Study of structural properties in CZTSSe absorber thin films fabricated by pulsed laser deposition

Abstract

Kesterite (CZTSSe) based thin-film solar cells have attracted intensive attention due to their earth-abundant and cost-effective nature AND non-toxic composition. They have a high absorption coefficient in the visible region and a direct band gap. However, the CZTSSe compound is a complex quaternary material, and obtaining a single phase with no secondary phases is known to be complicated, which can have a significant impact on the performance of the device. In this work, the purpose is to investigate the effect of thermal annealing treatment temperature and the variation in the sulfur-to-selenium ratio, on the morphological, structural, and optical properties of Cu2ZnSn(S, Se)4 (CZTSSe) thin films. In this context, firstly, CZTSSe thin films were grown using the Pulsed Laser Deposition method.

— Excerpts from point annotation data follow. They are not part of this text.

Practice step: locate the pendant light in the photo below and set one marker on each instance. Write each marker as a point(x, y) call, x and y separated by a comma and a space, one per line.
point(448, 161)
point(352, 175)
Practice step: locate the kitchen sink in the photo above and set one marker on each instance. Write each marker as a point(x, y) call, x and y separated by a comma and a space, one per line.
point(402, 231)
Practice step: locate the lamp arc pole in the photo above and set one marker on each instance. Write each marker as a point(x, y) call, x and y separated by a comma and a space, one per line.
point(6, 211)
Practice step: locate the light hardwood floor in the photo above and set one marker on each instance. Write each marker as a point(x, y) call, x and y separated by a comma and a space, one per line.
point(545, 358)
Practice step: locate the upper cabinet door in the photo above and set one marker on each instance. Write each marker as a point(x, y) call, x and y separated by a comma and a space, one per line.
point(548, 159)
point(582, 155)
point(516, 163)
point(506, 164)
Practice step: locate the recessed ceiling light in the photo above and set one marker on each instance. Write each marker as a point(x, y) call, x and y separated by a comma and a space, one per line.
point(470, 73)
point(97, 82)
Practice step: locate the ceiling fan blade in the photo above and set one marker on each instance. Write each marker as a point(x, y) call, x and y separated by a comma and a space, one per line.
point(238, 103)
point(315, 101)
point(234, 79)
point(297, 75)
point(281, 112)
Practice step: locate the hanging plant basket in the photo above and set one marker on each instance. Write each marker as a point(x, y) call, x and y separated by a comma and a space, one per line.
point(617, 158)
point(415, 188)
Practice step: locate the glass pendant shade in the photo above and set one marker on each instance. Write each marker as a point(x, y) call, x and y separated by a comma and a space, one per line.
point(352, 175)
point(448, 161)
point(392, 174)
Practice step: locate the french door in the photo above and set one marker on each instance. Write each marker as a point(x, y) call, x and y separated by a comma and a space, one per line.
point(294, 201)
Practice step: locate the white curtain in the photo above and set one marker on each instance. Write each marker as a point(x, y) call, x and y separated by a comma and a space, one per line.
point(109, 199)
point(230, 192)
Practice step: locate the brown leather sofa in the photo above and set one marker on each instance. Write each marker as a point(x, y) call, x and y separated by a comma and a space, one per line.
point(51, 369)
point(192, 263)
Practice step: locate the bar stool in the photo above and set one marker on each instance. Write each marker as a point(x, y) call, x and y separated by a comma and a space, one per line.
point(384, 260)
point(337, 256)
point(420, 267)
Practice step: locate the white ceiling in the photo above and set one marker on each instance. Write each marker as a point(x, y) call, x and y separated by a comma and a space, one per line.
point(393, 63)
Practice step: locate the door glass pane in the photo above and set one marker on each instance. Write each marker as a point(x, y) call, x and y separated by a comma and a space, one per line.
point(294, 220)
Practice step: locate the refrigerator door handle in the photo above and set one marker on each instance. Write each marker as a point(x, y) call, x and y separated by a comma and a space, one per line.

Post-deposition annealing treatments were applied at 425°C and 450°C to enhance the homogeneity and crystallinity of the deposited thin films. Subsequently, structural and optical characterisations of the annealed films were carried out, including GIXRD, Raman spectroscopy, UV-Vis-NIR spectroscopy and EDS. The results show that films annealed at 425 °C generally exhibit larger cristallite sizes and narrower XRD peaks, indicating improved crystallinity compared to those annealed at 450 °C. Intermediate compositions with sulfur content between 50% and 75% demonstrate optimal structural properties. Raman analysis confirms the formation of a kesterite phase with the presence of secondary phases, particularly in samples with balanced S/Se ratios. Optical measurements reveal strong absorption in the visible range, with absorption coefficients exceeding 104 cm-1. Band gap values increase progressively with sulfur content, ranging from approximately 0.9 eV (CZTSe) to 1.5 eV (CZTS), aligning with theoretical expectations. Compositions with x = 0.75–0.95 show favourable band gaps and high absorption, highlighting them as promising candidates for photovoltaic absorber layers.